A expressão genética é o processo pelo qual os genes são "ligados" ou "desligados". Nem todos os cerca de 30 mil genes humanos funcionam ao mesmo tempo em todas as células.

"Achamos que a expressão genética é uma parte importante do que separa chimpanzés e humanos", disse Kevin White, professor-associado de Genética, Ecologia e Evolução na Universidade Yale, dos Estados Unidos.

White e pesquisadores da Universidade de Chicago e do Instituto Parkvile, de Vitória, Austrália, observaram a expressão dos genes em humanos, chimpanzés, orangotangos e macacos rhesus.

Eles usaram uma nova tecnologia para comparar o nível de expressão de 1.056 gêneros nas quatro espécies. "Ao observarmos a expressão genética, encontramos diferenças bastante pequenas em 65 milhões de anos da evolução de macacos, orangotangos e chimpanzés", disse Yoav Gilad, da Universidade de Chicago, chefe da equipe de pesquisa.

Segundo ele, o que houve foram rápidas mudanças em grupos específicos de genes, os chamados fatores de transcrição, que controlam a expressão de outros genes.

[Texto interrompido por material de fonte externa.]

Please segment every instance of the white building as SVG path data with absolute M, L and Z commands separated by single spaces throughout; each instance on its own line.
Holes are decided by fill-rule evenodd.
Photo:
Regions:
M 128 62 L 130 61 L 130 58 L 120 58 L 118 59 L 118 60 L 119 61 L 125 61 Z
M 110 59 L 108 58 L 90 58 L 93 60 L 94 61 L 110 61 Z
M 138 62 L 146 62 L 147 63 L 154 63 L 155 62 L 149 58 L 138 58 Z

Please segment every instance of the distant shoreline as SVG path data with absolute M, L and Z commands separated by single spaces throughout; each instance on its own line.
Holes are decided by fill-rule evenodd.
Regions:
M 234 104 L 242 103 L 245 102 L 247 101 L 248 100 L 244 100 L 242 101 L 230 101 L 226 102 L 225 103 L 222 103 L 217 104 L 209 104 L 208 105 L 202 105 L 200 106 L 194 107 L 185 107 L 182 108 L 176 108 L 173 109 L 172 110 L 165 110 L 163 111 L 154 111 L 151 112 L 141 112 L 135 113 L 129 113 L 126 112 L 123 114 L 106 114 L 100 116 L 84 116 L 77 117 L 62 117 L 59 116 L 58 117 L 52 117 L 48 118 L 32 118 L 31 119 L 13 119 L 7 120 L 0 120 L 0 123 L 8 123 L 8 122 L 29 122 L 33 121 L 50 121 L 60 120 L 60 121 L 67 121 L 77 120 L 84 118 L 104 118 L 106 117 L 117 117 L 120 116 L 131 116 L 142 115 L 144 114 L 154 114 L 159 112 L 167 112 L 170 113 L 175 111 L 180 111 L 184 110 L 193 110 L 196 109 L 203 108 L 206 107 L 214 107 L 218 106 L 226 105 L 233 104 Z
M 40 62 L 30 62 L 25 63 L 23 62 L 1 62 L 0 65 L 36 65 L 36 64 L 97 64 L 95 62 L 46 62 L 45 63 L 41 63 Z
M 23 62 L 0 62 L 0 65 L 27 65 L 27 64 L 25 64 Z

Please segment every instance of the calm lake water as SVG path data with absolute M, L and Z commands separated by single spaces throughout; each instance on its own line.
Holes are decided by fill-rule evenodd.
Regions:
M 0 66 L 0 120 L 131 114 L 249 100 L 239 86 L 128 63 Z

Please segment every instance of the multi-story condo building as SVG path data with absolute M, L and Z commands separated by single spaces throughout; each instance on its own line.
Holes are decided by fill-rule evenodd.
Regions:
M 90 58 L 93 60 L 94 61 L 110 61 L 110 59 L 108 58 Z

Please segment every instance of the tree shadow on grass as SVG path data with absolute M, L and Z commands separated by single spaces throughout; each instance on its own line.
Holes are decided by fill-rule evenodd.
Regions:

Isso ocorre desde que os humanos divergiram de seus ancestrais símios, nos últimos 5 milhões de anos.

"Esta rápida evolução nos fatores de transcrição ocorreram apenas em humanos", acrescentou Gilad em nota. A pesquisa, publicada na revista Nature, apóia a hipótese sugerida há 30 anos por Mary-Claire King e Allan Wilson, segundo a qual as principais diferenças entre humanos e chimpanzés se deve à expressão de seus genes.

Até o mapeamento do genoma humano e o desenvolvimento da tecnologia necessária à análise em grande escala da expressão genética, não era possível testar tal hipótese.

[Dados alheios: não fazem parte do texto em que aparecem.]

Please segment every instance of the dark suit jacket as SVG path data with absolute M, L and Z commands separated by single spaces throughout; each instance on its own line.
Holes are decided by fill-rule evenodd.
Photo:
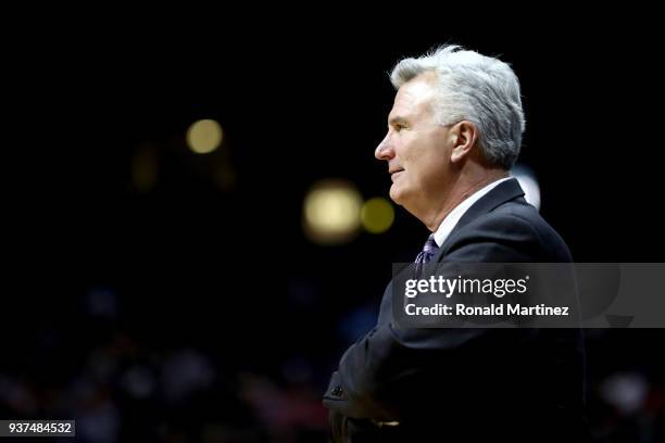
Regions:
M 435 262 L 568 263 L 562 238 L 516 179 L 478 200 Z M 334 441 L 581 441 L 578 329 L 400 329 L 391 286 L 377 325 L 332 374 Z M 381 422 L 399 421 L 397 426 Z

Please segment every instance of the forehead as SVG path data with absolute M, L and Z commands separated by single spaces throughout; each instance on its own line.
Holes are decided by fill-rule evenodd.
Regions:
M 436 93 L 434 81 L 434 74 L 426 73 L 402 85 L 388 118 L 414 117 L 428 112 Z

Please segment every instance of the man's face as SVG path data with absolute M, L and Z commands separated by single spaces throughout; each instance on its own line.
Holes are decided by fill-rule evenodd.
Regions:
M 434 81 L 426 73 L 400 87 L 375 151 L 388 162 L 390 198 L 415 215 L 442 204 L 450 177 L 454 136 L 436 121 Z

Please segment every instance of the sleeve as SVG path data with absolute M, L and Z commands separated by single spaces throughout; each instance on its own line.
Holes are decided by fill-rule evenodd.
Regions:
M 537 260 L 540 241 L 528 221 L 514 216 L 476 221 L 455 236 L 444 254 L 447 262 Z M 348 417 L 400 420 L 407 414 L 410 398 L 426 395 L 428 387 L 441 378 L 464 374 L 469 356 L 478 350 L 500 349 L 506 336 L 495 332 L 478 328 L 400 329 L 387 321 L 347 350 L 324 405 Z

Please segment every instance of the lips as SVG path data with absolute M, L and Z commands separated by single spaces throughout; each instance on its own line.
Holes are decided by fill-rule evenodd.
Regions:
M 399 169 L 396 170 L 393 173 L 390 173 L 390 178 L 392 179 L 392 181 L 394 181 L 394 179 L 397 178 L 397 176 L 399 176 L 400 174 L 402 174 L 404 172 L 404 169 Z

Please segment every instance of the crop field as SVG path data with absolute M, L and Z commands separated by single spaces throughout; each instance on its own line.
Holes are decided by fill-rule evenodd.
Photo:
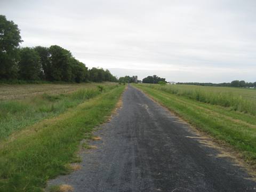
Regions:
M 107 119 L 124 89 L 112 83 L 1 86 L 0 191 L 41 191 L 47 179 L 69 171 L 79 141 Z
M 109 85 L 115 83 L 104 83 Z M 33 97 L 43 93 L 65 94 L 71 93 L 78 89 L 93 88 L 100 84 L 41 84 L 8 85 L 0 84 L 0 101 L 10 99 L 22 99 Z
M 256 165 L 256 90 L 185 85 L 134 84 L 191 124 Z

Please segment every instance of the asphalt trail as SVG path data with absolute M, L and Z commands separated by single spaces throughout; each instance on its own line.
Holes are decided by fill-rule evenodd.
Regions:
M 129 86 L 123 107 L 101 126 L 98 149 L 81 154 L 81 170 L 49 185 L 75 191 L 256 191 L 256 183 L 188 124 Z

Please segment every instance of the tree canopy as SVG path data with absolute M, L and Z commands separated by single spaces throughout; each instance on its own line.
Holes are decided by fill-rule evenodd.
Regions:
M 0 79 L 17 77 L 18 47 L 21 42 L 18 26 L 0 15 Z
M 158 77 L 156 75 L 154 75 L 153 76 L 148 76 L 142 79 L 143 83 L 157 84 L 160 81 L 166 82 L 165 78 Z

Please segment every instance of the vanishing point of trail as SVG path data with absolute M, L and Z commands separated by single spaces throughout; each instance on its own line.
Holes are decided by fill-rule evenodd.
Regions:
M 241 167 L 131 86 L 117 114 L 94 134 L 102 140 L 82 153 L 82 169 L 50 185 L 83 192 L 256 191 Z

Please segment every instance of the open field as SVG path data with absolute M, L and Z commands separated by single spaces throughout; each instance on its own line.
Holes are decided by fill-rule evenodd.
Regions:
M 41 102 L 46 103 L 40 107 L 45 106 L 47 108 L 55 100 L 61 101 L 56 104 L 60 106 L 63 106 L 62 102 L 69 103 L 75 100 L 71 105 L 76 107 L 68 106 L 66 108 L 69 109 L 55 114 L 58 115 L 54 118 L 50 116 L 37 121 L 0 141 L 0 191 L 41 191 L 49 178 L 68 172 L 68 163 L 77 161 L 75 153 L 79 141 L 88 138 L 93 128 L 107 119 L 124 86 L 116 84 L 105 87 L 102 92 L 96 87 L 68 95 L 39 97 L 41 101 L 36 106 L 40 106 Z M 34 98 L 27 99 L 34 103 L 34 100 L 37 99 Z M 16 104 L 23 102 L 14 101 Z M 21 105 L 20 108 L 26 105 Z M 29 111 L 29 109 L 25 110 Z M 18 113 L 21 115 L 22 110 Z M 12 115 L 11 119 L 18 114 Z
M 20 99 L 47 94 L 65 94 L 78 89 L 93 88 L 102 83 L 62 83 L 7 85 L 0 84 L 0 101 L 10 99 Z M 115 84 L 115 83 L 103 83 L 104 84 Z
M 134 85 L 196 127 L 233 146 L 241 152 L 244 159 L 255 165 L 256 116 L 252 115 L 254 114 L 252 108 L 246 113 L 240 112 L 238 109 L 234 110 L 233 105 L 241 106 L 241 109 L 245 109 L 244 103 L 255 105 L 253 99 L 256 94 L 254 90 L 179 85 Z M 197 95 L 204 96 L 205 100 L 199 101 L 201 100 L 196 99 Z M 222 103 L 228 100 L 229 95 L 232 95 L 233 100 L 236 98 L 243 99 L 233 100 L 235 104 L 230 103 L 230 106 L 223 107 Z M 215 101 L 215 105 L 206 101 L 211 100 Z M 244 100 L 244 102 L 242 101 Z
M 43 119 L 52 118 L 99 94 L 99 85 L 25 85 L 18 86 L 18 89 L 16 85 L 7 86 L 7 92 L 15 95 L 12 98 L 19 99 L 0 101 L 0 140 L 15 131 Z M 101 85 L 104 91 L 116 86 L 111 83 Z M 26 98 L 21 99 L 24 97 Z
M 256 115 L 256 90 L 254 89 L 188 85 L 144 84 L 144 86 Z

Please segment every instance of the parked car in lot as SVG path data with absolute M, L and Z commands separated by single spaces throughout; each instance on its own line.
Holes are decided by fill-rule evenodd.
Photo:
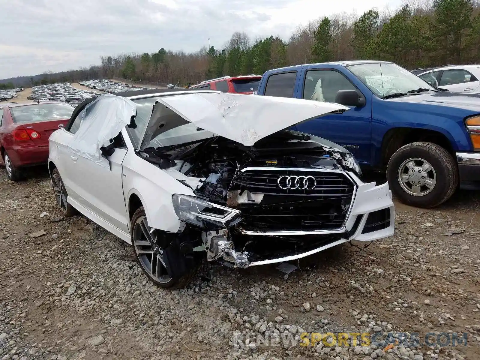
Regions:
M 480 65 L 437 68 L 418 76 L 431 85 L 450 91 L 480 93 Z
M 285 130 L 346 107 L 185 89 L 119 95 L 76 108 L 50 138 L 48 169 L 63 213 L 132 244 L 154 283 L 183 287 L 205 256 L 245 268 L 393 233 L 387 183 L 363 183 L 349 151 Z
M 66 103 L 0 105 L 0 165 L 16 181 L 25 167 L 47 163 L 48 137 L 63 128 L 74 108 Z
M 257 91 L 261 78 L 261 75 L 253 74 L 233 77 L 227 76 L 205 80 L 189 88 L 216 90 L 222 93 L 232 94 L 252 94 Z
M 446 68 L 448 66 L 455 66 L 455 65 L 452 65 L 452 64 L 447 64 L 446 65 L 443 65 L 439 67 Z M 415 75 L 420 75 L 420 74 L 422 74 L 424 72 L 427 72 L 432 71 L 432 70 L 435 69 L 435 68 L 419 68 L 419 69 L 414 69 L 411 71 L 412 74 L 415 74 Z
M 480 189 L 480 94 L 441 91 L 393 63 L 365 60 L 270 70 L 257 95 L 348 106 L 293 128 L 321 134 L 361 165 L 386 171 L 405 204 L 435 206 L 459 184 Z

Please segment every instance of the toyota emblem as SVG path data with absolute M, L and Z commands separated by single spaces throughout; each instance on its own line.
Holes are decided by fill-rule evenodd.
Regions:
M 288 176 L 283 175 L 276 180 L 278 187 L 284 190 L 291 189 L 294 190 L 312 190 L 317 185 L 317 181 L 313 176 Z

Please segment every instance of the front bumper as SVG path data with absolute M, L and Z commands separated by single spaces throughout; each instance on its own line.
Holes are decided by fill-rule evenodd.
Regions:
M 341 239 L 306 252 L 275 259 L 253 261 L 250 263 L 250 266 L 296 260 L 351 240 L 366 242 L 393 235 L 395 230 L 395 211 L 388 183 L 375 186 L 374 182 L 363 183 L 352 172 L 348 173 L 348 175 L 356 183 L 357 188 L 344 228 L 340 230 L 323 231 L 318 233 L 319 235 L 342 233 Z M 369 215 L 371 213 L 382 213 L 385 215 L 383 218 L 385 221 L 382 221 L 382 218 L 376 222 L 369 221 Z M 306 232 L 304 234 L 312 234 L 310 232 Z M 301 235 L 302 232 L 297 232 L 296 235 Z
M 457 153 L 460 188 L 480 190 L 480 153 Z
M 48 147 L 37 146 L 34 144 L 15 145 L 7 151 L 12 163 L 17 168 L 45 164 L 48 159 Z

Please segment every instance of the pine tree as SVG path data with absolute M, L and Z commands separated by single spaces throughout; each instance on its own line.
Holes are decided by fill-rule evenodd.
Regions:
M 315 62 L 325 62 L 332 60 L 330 45 L 333 38 L 332 23 L 325 17 L 319 24 L 314 34 L 314 43 L 312 47 L 312 60 Z

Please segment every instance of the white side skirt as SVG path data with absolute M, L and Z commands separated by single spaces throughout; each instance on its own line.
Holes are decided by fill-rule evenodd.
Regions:
M 92 213 L 90 210 L 86 207 L 80 205 L 76 201 L 72 198 L 67 197 L 67 201 L 71 204 L 73 207 L 78 210 L 82 214 L 86 216 L 94 223 L 100 225 L 104 229 L 112 233 L 115 236 L 117 236 L 124 241 L 126 241 L 129 244 L 132 244 L 132 239 L 130 238 L 130 234 L 122 231 L 121 230 L 114 226 L 110 223 L 107 222 L 100 217 Z

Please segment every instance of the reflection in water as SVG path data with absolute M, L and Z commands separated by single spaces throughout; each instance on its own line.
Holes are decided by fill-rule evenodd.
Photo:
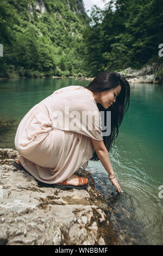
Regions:
M 90 82 L 68 78 L 0 80 L 1 120 L 9 121 L 7 129 L 2 126 L 0 148 L 15 149 L 17 126 L 33 106 L 58 89 Z M 163 199 L 158 197 L 163 185 L 162 97 L 162 85 L 131 84 L 129 108 L 109 153 L 123 194 L 99 161 L 90 161 L 86 168 L 108 202 L 108 217 L 121 244 L 163 244 Z

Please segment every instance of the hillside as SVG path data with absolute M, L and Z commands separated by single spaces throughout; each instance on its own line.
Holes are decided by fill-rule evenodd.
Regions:
M 82 0 L 2 0 L 0 77 L 83 75 L 89 20 Z

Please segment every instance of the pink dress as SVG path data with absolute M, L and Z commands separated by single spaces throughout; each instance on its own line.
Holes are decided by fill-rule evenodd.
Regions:
M 93 116 L 91 123 L 83 121 L 83 113 L 88 119 Z M 18 159 L 37 180 L 61 182 L 86 167 L 94 152 L 91 138 L 103 141 L 101 125 L 88 90 L 77 86 L 61 88 L 32 107 L 20 123 L 15 138 Z

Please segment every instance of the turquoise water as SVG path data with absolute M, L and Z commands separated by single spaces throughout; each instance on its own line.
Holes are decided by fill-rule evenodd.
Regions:
M 0 125 L 0 148 L 15 149 L 18 124 L 35 104 L 61 87 L 86 86 L 90 82 L 69 78 L 0 80 L 0 122 L 6 125 Z M 117 197 L 100 162 L 90 161 L 86 169 L 91 172 L 96 187 L 108 197 L 109 203 L 112 191 L 124 208 L 130 208 L 134 225 L 140 222 L 148 243 L 162 245 L 163 198 L 159 197 L 159 187 L 163 185 L 163 84 L 130 87 L 129 108 L 109 153 L 123 194 Z M 121 223 L 116 220 L 119 228 Z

Gilad, White e seus colegas usaram amostras do fígado de cinco machos de cada uma das quatro espécies. Eles descobriram que cerca de 60% dos genes tinham níveis consistentes de expressão em humanos e nos outros animais.

Mas os fatores de transcrição dos genes têm mais probabilidade de terem mudado seus padrões de expressão dos que os genes regulados por tais fatores.

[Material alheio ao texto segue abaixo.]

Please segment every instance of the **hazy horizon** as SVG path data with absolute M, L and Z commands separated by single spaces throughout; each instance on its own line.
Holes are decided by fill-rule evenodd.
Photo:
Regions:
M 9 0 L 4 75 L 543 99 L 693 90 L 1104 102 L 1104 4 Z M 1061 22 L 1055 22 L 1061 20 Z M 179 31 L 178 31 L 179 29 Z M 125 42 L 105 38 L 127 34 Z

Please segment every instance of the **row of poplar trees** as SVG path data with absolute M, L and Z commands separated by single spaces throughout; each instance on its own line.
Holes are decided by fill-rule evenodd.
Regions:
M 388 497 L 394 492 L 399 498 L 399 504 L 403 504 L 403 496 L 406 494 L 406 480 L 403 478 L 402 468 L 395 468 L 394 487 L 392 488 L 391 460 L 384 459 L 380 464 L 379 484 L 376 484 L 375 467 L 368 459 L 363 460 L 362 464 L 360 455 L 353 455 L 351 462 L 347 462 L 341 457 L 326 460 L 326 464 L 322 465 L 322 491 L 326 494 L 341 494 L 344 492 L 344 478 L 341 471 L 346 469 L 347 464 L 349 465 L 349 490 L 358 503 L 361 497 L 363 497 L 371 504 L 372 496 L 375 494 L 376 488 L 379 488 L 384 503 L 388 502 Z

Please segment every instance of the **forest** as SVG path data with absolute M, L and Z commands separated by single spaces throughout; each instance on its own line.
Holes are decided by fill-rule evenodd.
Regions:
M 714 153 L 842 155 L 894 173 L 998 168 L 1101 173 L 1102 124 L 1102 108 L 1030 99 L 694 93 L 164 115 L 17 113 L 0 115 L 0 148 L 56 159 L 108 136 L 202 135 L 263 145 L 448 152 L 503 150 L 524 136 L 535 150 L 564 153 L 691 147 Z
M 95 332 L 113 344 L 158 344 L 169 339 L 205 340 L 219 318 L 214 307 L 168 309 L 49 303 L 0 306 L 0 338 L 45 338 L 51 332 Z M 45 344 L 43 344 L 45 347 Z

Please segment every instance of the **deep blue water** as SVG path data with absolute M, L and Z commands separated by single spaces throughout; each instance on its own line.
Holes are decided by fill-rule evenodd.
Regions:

"Especificamente na linhagem humana, os fatores de transcrição estão mudando e evoluindo sua expressão em um ritmo mais rápido do que em outras linhagens, particularmente em comparação com os chimpanzés", disse White.

Os pesquisadores não sabem o que provocou essa mudança nos fatores de expressão dos genes humanos, mas suspeitam que isso se deva ao ambiente, à aquisição do fogo e à preferência por comida cozida. O grupo pretende no futuro usar outros tipos de tecidos para ampliar a comparação da pesquisa genética.